On Tuesday, five Representatives introduced legislation that would offer student debt relief to people who participate in national service opportunities like AmeriCorps.
The ACTION for National Service bill would reduce student debt by ensuring that young people who serve two full terms of service are rewarded with educational benefits equal to four years of average in-state tuition where their college is located. It also proposes to keep those educational benefits exempt from federal taxes.

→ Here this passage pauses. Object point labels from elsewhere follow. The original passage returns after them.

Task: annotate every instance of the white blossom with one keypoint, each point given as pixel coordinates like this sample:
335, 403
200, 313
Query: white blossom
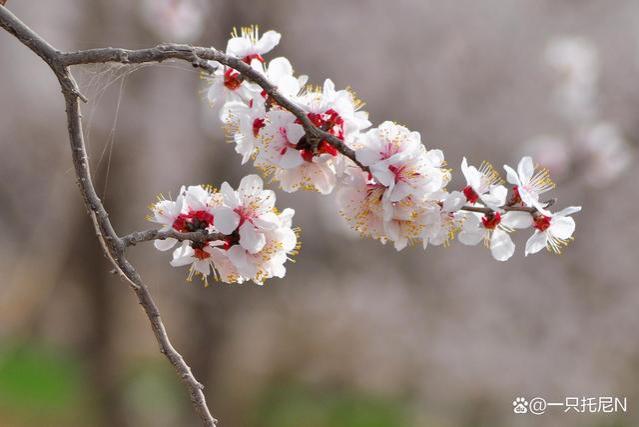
553, 231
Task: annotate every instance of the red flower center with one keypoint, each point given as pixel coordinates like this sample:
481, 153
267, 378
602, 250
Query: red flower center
330, 121
257, 125
491, 221
470, 194
201, 253
541, 222
253, 56
232, 79
193, 221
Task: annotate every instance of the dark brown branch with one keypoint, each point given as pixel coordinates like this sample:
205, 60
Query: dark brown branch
148, 235
507, 208
113, 246
197, 55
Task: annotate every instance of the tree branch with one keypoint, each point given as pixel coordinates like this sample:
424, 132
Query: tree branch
144, 236
197, 55
112, 245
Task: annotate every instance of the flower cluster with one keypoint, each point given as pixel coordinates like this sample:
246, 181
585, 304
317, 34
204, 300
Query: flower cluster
390, 186
243, 236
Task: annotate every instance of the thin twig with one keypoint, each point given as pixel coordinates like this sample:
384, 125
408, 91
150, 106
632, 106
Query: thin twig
112, 245
148, 235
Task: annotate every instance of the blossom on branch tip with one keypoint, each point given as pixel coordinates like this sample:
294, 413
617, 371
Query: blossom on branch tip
483, 184
248, 45
493, 229
553, 231
529, 183
250, 239
390, 186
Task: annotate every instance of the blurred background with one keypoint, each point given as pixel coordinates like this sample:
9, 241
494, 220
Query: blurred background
356, 334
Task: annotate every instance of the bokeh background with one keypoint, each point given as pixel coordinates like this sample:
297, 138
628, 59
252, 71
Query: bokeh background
356, 334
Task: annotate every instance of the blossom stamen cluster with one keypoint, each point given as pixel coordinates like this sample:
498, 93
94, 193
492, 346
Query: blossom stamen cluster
390, 186
249, 238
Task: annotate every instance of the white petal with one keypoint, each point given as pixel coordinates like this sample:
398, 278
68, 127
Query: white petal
515, 219
278, 68
267, 221
562, 227
238, 46
251, 239
568, 211
381, 172
250, 185
501, 245
526, 169
496, 197
367, 156
268, 41
291, 159
240, 259
229, 196
225, 219
536, 242
511, 175
164, 245
454, 201
182, 256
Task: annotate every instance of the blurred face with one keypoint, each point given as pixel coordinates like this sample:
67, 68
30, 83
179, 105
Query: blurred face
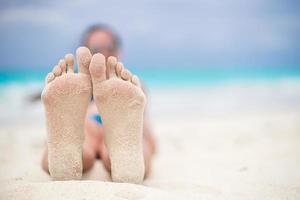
101, 41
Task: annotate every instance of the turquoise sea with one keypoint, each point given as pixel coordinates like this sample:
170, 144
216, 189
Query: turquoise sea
174, 76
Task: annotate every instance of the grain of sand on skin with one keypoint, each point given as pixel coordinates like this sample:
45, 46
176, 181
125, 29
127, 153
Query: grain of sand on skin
66, 97
121, 102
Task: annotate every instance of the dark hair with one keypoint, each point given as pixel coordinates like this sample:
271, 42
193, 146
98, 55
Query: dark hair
102, 27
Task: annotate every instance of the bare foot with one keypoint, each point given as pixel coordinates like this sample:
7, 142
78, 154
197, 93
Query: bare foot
66, 97
121, 102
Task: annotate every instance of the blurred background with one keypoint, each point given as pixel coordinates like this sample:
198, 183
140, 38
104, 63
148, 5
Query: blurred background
223, 81
215, 49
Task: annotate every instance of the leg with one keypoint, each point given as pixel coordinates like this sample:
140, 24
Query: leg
148, 147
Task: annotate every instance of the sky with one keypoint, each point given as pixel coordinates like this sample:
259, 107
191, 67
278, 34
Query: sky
157, 33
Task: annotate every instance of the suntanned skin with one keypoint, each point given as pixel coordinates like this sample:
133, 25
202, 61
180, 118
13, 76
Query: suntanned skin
94, 133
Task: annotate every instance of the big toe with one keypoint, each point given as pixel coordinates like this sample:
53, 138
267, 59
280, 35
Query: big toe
83, 59
98, 68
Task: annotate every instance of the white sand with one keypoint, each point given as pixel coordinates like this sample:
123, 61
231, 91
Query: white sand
231, 142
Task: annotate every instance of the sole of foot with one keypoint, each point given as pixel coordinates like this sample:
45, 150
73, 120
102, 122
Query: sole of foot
66, 97
120, 101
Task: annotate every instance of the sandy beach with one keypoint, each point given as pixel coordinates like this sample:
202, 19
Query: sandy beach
214, 142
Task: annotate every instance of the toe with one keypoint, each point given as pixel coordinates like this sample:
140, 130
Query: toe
62, 65
126, 74
98, 68
83, 59
50, 77
57, 70
119, 69
136, 81
111, 66
69, 59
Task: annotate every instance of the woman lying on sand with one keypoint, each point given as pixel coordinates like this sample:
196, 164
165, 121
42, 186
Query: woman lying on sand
77, 134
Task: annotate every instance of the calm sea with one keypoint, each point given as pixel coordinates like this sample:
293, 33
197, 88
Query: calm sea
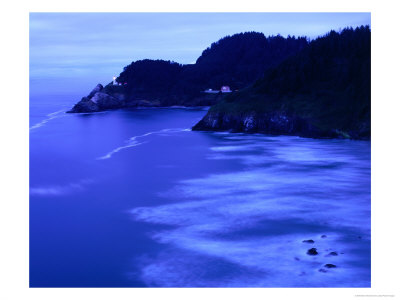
134, 198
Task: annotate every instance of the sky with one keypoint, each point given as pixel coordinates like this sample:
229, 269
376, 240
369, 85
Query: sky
72, 52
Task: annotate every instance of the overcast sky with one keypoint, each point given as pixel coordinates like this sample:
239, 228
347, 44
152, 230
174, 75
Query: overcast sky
86, 48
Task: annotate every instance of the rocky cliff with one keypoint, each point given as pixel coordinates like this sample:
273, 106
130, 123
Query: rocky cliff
322, 91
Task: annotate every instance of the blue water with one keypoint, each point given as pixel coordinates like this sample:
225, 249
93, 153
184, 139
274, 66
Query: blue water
133, 198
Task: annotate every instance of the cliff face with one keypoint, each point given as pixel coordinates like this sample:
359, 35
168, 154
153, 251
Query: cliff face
323, 91
99, 99
236, 61
276, 123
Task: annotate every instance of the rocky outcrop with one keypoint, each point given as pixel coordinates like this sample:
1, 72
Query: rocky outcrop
113, 97
99, 100
276, 122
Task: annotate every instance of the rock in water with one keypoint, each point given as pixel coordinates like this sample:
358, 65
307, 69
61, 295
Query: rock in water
97, 100
312, 251
309, 241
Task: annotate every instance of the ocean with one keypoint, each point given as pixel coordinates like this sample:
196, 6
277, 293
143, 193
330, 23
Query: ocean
134, 198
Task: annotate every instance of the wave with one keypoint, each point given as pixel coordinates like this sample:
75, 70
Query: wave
58, 190
133, 141
50, 116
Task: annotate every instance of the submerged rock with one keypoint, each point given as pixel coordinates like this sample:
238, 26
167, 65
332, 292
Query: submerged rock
312, 251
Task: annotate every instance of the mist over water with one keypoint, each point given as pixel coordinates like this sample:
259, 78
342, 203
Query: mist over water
133, 198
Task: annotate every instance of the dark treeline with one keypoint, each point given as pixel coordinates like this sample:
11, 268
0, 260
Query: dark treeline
236, 61
328, 84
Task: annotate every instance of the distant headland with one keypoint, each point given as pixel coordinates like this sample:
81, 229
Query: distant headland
253, 83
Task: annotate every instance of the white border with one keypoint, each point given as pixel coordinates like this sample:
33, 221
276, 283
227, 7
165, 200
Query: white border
14, 149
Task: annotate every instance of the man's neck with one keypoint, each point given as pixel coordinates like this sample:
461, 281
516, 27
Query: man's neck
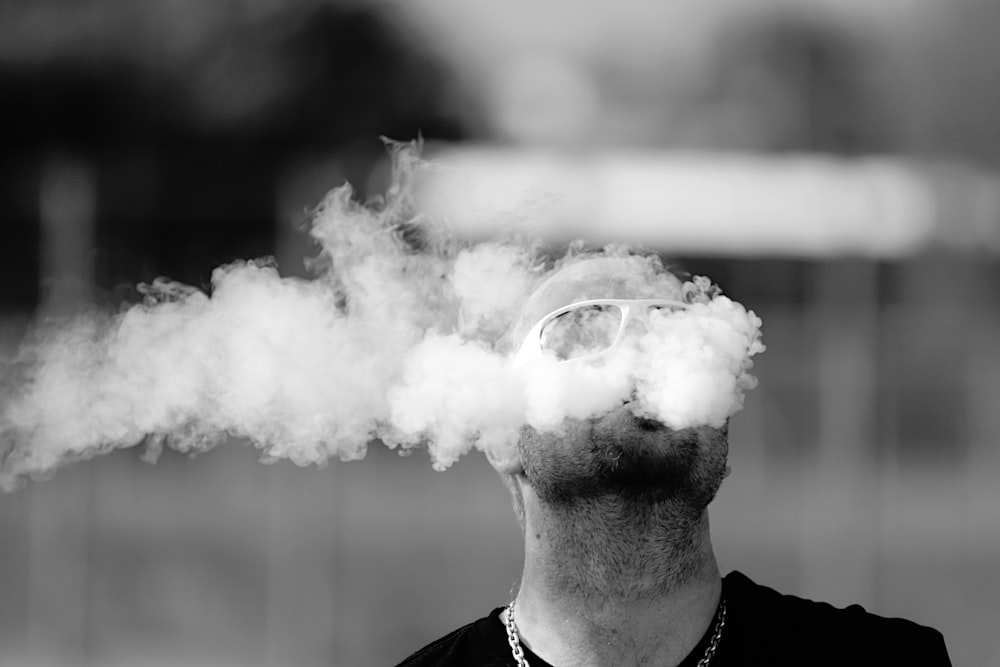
613, 582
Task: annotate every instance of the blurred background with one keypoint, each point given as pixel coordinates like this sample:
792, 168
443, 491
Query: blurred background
832, 164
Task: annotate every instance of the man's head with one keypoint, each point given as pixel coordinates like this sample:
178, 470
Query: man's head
618, 453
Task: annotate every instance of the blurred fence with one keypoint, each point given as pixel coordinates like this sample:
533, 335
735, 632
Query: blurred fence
865, 470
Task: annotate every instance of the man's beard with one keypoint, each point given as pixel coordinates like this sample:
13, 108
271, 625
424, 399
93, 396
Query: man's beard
623, 503
624, 456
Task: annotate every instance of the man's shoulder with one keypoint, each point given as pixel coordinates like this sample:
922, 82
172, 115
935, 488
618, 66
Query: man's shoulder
837, 630
471, 644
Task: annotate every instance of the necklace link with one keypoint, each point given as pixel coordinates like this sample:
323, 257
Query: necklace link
518, 651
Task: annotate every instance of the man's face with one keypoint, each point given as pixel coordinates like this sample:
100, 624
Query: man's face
618, 452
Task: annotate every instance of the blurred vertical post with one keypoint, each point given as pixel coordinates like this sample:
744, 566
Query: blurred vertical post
67, 213
839, 538
61, 515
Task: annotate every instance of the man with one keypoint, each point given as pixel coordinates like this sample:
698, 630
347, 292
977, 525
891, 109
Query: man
619, 567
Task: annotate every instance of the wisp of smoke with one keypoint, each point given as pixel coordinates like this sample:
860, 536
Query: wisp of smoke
396, 339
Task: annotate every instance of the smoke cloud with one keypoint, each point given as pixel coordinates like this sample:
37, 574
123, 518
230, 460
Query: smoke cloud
398, 338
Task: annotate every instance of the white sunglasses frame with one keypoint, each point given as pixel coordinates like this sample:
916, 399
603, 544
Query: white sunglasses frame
531, 347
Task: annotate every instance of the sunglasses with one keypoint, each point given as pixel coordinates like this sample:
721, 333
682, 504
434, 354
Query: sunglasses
587, 328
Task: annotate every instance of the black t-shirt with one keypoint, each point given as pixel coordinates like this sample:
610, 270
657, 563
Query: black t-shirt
763, 628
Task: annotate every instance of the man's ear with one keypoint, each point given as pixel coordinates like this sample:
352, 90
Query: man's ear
505, 459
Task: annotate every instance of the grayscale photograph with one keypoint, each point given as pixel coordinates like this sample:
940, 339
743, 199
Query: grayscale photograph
461, 333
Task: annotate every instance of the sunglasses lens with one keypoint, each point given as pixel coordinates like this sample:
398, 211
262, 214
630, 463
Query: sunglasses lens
582, 331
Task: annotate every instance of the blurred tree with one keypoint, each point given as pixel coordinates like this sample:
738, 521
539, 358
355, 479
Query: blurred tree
187, 151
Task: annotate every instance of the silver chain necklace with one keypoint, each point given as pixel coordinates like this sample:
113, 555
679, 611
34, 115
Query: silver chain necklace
518, 651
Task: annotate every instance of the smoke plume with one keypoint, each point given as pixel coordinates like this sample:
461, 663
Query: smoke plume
398, 338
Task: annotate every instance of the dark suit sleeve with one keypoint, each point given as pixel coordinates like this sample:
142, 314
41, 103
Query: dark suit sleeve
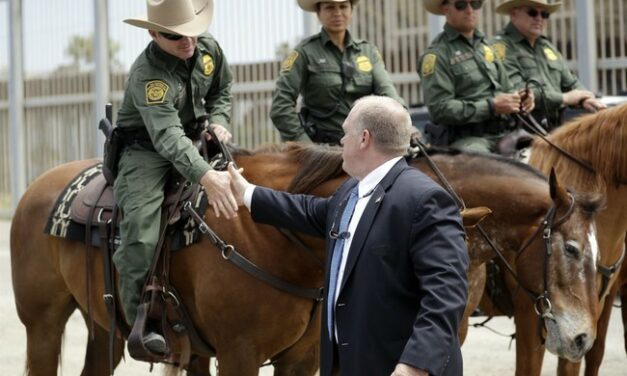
440, 260
297, 212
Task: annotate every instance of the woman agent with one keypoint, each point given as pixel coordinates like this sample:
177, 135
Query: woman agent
331, 70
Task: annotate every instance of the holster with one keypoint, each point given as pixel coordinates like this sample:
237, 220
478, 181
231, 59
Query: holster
437, 134
308, 125
112, 150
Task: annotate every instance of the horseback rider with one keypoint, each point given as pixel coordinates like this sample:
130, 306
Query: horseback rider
466, 89
528, 55
180, 83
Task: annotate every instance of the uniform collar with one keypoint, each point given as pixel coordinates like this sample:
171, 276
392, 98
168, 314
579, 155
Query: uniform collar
161, 58
453, 34
349, 42
516, 36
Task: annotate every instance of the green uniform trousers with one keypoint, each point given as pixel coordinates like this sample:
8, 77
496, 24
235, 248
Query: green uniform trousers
138, 190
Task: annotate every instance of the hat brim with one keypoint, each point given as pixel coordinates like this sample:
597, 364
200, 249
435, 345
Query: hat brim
508, 6
310, 5
195, 27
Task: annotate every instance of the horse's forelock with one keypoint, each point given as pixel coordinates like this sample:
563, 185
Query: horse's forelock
599, 139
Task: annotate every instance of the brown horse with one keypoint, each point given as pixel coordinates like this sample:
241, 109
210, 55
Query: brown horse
601, 141
247, 321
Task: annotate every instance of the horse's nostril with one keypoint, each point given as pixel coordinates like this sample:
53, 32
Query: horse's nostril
581, 340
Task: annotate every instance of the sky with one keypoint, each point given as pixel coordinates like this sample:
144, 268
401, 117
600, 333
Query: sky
248, 30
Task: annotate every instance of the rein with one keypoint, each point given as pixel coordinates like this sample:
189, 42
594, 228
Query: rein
531, 124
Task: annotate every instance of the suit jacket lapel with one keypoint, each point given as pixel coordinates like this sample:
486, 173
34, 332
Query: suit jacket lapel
367, 218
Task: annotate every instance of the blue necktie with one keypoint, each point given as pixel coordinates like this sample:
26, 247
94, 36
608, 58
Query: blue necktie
337, 256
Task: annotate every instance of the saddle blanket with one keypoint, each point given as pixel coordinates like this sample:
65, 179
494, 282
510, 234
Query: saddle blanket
61, 224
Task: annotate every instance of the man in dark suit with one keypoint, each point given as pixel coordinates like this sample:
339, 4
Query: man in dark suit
396, 283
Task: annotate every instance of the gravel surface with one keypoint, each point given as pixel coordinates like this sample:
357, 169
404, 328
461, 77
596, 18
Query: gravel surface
485, 352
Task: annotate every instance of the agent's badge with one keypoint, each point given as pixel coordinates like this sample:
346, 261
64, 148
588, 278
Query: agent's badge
156, 91
207, 64
428, 65
289, 61
500, 49
363, 63
488, 54
550, 54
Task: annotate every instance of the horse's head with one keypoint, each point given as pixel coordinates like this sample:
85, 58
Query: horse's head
545, 233
559, 260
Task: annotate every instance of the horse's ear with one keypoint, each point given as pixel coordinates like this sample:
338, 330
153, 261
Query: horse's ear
472, 216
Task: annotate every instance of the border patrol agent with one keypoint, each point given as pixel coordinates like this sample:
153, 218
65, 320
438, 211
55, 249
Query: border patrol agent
528, 55
182, 76
331, 70
466, 89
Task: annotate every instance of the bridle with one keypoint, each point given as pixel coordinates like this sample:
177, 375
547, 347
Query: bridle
542, 302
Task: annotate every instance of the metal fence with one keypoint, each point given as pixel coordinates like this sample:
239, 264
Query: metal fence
58, 104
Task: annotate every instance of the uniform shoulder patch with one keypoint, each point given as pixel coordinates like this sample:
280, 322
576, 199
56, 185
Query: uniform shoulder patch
428, 64
488, 54
363, 63
550, 54
287, 64
156, 91
207, 65
500, 49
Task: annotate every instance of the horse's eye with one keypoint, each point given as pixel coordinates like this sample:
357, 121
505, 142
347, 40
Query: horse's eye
572, 249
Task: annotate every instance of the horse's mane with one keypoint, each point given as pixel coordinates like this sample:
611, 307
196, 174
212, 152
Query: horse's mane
599, 139
317, 163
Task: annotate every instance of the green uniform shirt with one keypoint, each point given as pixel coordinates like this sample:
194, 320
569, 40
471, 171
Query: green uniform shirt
163, 94
542, 62
314, 69
460, 78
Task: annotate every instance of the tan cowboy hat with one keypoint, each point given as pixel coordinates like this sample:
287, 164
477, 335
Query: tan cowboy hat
507, 6
184, 17
310, 5
435, 6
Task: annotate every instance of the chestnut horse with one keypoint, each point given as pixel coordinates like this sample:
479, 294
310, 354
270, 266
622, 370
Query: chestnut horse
601, 141
247, 321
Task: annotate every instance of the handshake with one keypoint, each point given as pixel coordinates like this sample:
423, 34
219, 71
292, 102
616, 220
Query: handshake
225, 190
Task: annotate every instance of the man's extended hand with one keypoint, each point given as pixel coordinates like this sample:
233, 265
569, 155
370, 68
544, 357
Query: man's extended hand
222, 133
405, 370
238, 183
593, 105
217, 184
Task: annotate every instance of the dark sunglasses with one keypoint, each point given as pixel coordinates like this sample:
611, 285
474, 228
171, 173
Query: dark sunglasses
462, 5
169, 36
533, 13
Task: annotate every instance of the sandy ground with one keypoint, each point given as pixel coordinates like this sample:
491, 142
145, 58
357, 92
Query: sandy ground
485, 352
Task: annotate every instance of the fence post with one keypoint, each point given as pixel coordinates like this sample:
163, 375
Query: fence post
16, 104
436, 23
101, 68
586, 44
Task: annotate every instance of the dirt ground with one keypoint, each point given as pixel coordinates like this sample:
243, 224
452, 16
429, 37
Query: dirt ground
485, 352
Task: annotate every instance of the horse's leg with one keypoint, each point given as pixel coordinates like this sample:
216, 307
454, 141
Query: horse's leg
303, 358
97, 353
594, 357
529, 349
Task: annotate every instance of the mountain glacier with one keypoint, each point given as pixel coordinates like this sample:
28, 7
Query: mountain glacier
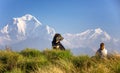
27, 31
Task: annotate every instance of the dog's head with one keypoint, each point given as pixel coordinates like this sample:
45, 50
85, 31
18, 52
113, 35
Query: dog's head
58, 37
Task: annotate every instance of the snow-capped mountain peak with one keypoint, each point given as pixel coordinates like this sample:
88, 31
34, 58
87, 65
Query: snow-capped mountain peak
25, 27
98, 30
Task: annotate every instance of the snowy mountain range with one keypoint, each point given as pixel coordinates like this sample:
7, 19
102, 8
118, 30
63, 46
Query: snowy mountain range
27, 31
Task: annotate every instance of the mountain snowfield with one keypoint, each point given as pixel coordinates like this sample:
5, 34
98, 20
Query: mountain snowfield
27, 31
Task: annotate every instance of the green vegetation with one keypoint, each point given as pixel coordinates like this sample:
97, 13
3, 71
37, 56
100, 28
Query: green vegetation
55, 61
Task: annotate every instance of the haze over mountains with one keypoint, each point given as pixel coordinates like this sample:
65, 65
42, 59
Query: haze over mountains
27, 31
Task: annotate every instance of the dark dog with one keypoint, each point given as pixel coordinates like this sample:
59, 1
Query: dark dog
56, 42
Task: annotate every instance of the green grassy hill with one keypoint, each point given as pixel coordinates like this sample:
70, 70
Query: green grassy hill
55, 61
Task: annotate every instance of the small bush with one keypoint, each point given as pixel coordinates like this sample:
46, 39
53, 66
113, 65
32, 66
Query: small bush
57, 54
28, 52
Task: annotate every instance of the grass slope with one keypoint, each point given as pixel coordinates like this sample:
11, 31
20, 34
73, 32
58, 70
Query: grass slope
55, 61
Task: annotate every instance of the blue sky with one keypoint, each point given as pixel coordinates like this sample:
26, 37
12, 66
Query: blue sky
71, 16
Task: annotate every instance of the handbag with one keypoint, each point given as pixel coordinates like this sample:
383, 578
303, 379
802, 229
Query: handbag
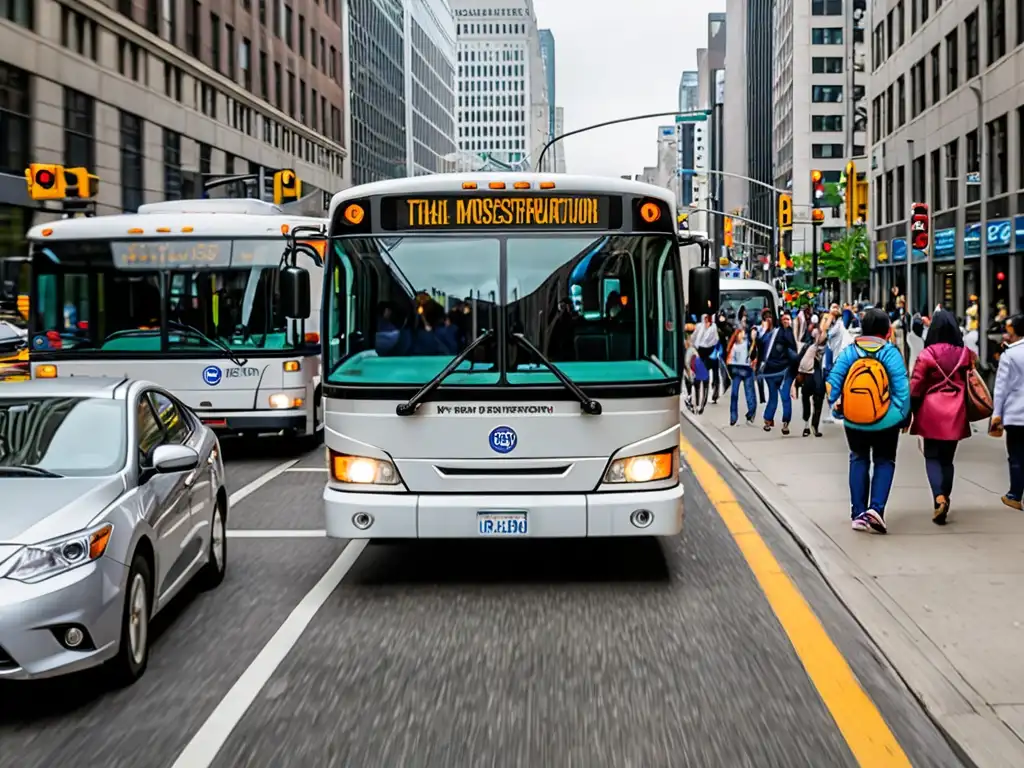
979, 399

The bill renews President John F. Kennedy’s historic call to service, and was introduced by Reps. John B. Larson (CT-01), Joe Kennedy III (MA-04), Seth Moulton (MA-06), Donna Shalala (FL-27) and Katie Hill (CA-25). Senator Jack Reed (D-RI), Tammy Duckworth (D-IL) and Chris Coons (D-DE) introduced a companion bill in the Senate as well.
“Paying for higher education is something that many people struggle with, and this legislation will allow students to help their communities, and in turn receive either student loan relief or an educational credit,” Congressman Larson said in a statement. “For every year of service, students will receive the equivalent of two-years in-state tuition. The saying goes, a rising tide lifts all boats, and this legislation will achieve that.”
Currently, most individuals who apply to AmeriCorps and want to make a difference in their communities have their applications rejected. In 2012, nearly 80 percent out of total 600,000 applications were turned away.
The bill proposes increasing access to national service opportunities by raising AmeriCorps living stipend amounts and advancing national and community service as a civic and national priority by elevating the Corporation of National & Community Service (CNCS) to a new Cabinet-level agency.
The bill also seeks to create a 21st Century American Service Outreach Program to notify eligible individuals about opportunities to serve, and support at least one million full-time federal service positions a year to provide opportunities to those who wish to serve their communities.